Arrays for C
Early draft proposal

John Nagle
Animats


Safer arrays for C - a proposal
(DRAFT 0.2)

 

Abstract

For many years, C programs have suffered from pointer problems. We offer a way out which is backwards compatible.The goal here is to extend C in a way which allows efficient subscript checking without losing backwards compatibility and without impacting performance significantly.

The problem: Array == Pointer

In C, the declarations

float tab[ ];
and
float* tab;

are equivalent. This has its uses, but since no size information, or even whether a pointer refers to an array or a single element, is carried along with an array, it is a source of error.

C does, of course, allow

float tab[100];

but the size must be a compile-time constant. To pass that array to a function, one would declare a function

void fn(size_t n, float tab[ ])
{
...
}

with the size of tab unknown to the language, although hopefully known to the programmer. This construct is the source of most of the buffer overflow problems in the world today.

C99 extensions

C99 introduced "variable length arrays", using this syntax:

void fn(size_t n)
{ float tab[n];
...
}

This feature was provided to allow variable length arrays of storage class auto, or "on the stack" arrays, which made simple numerical subroutines much more straightforward to write. (See the original edition of "Numerical Recipes in C" for the contortions required for temporary arrays prior to C99.) However, the only context in which this construct is allowed is for "auto" variables. This is limiting.

C99 also introduced "static parameters":

void fn(static float tab[10])
{
...
}

At last, it's possible to talk about the size of an array parameter in C. But C99 limits the size to a constant.

Our proposal

We propose to allow the C99 variable length array syntax in more contexts, including formal function arguments:

void fn(size_t n, static float tab[n])
{
...
}

Here, we've provided a way to express in C what is really going on - an array of size n is being passed. Note that the information about the size of the array is not bundled with the array; the expected implementation remains the same. But the compiler now knows the size of the array.

So what is this good for? Subscript checking, call checking, and simplifying array manipulation.

As with C99 variable length arrays, sizeof (and, in most implementations, lengthof) become variable-valued functions which report the size in bytes and the length in elements of the array.

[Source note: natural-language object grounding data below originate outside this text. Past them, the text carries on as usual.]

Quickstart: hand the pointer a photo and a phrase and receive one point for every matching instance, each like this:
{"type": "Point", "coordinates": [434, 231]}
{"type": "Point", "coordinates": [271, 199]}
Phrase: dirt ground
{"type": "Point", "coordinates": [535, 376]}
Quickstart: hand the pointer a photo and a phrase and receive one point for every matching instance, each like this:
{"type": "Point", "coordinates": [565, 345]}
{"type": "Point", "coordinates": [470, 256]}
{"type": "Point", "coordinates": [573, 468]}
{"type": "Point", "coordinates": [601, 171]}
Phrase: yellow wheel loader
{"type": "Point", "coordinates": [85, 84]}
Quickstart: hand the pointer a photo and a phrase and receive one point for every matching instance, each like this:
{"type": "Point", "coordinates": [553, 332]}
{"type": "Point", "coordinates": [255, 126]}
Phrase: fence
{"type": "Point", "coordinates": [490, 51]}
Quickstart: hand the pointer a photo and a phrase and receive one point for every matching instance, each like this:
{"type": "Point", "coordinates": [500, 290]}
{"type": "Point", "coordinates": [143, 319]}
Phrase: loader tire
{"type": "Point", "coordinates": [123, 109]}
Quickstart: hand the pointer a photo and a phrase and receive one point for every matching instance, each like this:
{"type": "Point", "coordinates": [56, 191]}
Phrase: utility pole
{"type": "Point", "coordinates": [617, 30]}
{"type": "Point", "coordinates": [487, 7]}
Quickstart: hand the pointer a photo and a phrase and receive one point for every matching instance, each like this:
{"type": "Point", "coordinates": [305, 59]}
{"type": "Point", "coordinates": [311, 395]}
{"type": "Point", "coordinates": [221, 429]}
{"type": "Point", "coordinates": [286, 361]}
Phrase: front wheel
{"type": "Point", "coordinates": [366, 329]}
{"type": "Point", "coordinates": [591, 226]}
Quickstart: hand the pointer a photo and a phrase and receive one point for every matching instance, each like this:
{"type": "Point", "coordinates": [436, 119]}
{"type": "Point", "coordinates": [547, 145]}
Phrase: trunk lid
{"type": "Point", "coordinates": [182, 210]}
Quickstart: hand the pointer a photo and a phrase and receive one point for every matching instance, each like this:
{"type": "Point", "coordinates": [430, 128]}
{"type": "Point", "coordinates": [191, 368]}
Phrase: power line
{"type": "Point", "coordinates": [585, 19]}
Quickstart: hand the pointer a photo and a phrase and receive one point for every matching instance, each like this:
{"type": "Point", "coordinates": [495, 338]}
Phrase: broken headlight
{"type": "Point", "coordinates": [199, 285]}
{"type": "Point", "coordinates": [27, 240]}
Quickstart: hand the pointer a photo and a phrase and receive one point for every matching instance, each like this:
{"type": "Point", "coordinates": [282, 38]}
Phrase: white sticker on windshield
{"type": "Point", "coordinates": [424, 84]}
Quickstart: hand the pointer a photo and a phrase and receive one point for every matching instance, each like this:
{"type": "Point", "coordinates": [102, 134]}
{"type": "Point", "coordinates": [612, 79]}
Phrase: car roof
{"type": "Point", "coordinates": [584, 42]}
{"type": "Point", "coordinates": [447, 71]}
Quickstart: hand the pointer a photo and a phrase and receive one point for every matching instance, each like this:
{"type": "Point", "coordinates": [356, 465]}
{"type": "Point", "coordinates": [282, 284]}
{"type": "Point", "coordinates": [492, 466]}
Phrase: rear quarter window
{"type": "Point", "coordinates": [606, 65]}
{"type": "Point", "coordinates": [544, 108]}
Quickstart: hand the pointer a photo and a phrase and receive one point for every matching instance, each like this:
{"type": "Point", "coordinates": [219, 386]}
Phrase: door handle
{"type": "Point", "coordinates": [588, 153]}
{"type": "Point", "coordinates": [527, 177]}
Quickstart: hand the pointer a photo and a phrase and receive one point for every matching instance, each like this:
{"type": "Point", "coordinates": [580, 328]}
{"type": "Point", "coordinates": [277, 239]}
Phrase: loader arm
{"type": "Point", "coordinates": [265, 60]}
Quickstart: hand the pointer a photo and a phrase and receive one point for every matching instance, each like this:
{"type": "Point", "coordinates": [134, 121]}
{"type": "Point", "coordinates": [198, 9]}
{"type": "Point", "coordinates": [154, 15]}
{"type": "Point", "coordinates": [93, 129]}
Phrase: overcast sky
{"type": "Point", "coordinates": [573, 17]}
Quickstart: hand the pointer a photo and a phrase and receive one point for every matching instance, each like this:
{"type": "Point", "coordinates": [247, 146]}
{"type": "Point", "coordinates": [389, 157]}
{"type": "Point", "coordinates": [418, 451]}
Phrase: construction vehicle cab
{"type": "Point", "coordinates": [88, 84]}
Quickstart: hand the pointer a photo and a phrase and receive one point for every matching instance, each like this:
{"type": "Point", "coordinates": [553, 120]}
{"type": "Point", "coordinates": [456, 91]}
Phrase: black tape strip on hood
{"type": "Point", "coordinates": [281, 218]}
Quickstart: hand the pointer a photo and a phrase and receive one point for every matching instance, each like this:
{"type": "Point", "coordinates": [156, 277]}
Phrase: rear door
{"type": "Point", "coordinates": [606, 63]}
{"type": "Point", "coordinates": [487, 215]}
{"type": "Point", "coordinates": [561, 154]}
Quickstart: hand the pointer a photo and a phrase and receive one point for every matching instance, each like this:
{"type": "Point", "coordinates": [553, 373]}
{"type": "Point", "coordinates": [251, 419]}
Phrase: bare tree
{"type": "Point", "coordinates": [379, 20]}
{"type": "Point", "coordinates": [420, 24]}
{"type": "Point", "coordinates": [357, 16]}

As a convenience, we suggest that the scope of formal argument declarations within a function prototype cover the entire function prototype, including the portion of the prototype preceding the declaration. This allows the common C idiom

void fn(float tab[n], size_t n)
{
...
}

and, of course, the common declaration

int read(int fd, char buf[n], size_t n);

None of this involves changing the run-time representation of arrays. This is entirely a compile time construct.

Subarrays

It's common in C to talk about a portion of an array using pointer operations. The usual syntax is

float tab[100];
float* tab2 = tab + 20

tab2 then represents an array beginning at tab[20], of undefined length.

We propose the syntax

float tab[100];
float tab2[80] = tab[20:100];

to express such things. The number before the colon is the index of the start of the subarray, and the second number is the index of the end + 1. (This follows Python's notational convention.) Again, the run-time representation is the same, and this is still a pointer assignment, not an array copy. We're now associating a length with "tab2", one which can be retrieved with lengthof or used for checking. In the example above, lengthof(tab) is 100 and lengthof(tab2) is 80.

Initialization

The common idiom

char s[ ] = "Hello, world.";

needs to be dealt with. This is actually a special case of array initialization:

float tab[ ] = {1.0, 1.5, 2.0} ;

This defines a fixed length array, so that the above is equivalent to

float tab[3] = {1.0, 1.5, 2.0};

and the first statement above is equivalent to

char s[14] = "Hello, world.";

These are now considered fixed-length arrays.

Auto

A proposed addition to C++ allows the "auto" keyword to simplify declarations. The newly declared variable takes the type of the initialization expression. Adding this feature to C makes initialization of sized objects simpler:.

auto s = "Hello, world.";

This eliminates the need to count characters.

Casts

Conversions will, of course, be necessary. Syntax is a problem, because, in C, array size is associated with the variable, not the type, and casts don't have a variable name. We'd like to be able to write a cast such as

(float[n])

This needs further discussion.

Void

To reduce the need for "void *", which bypasses most type checking, we would add two new types:

void_t

which, like void, represents data of unknown type. sizeof(void_byte_t) == 1, and arrays of void_t are permitted.

void_zero_t

which is a void_t whose value must be zero. (These are merely names for discussion; in practice, "void_t" is seen in existing code, and a different keyword may be preferable.)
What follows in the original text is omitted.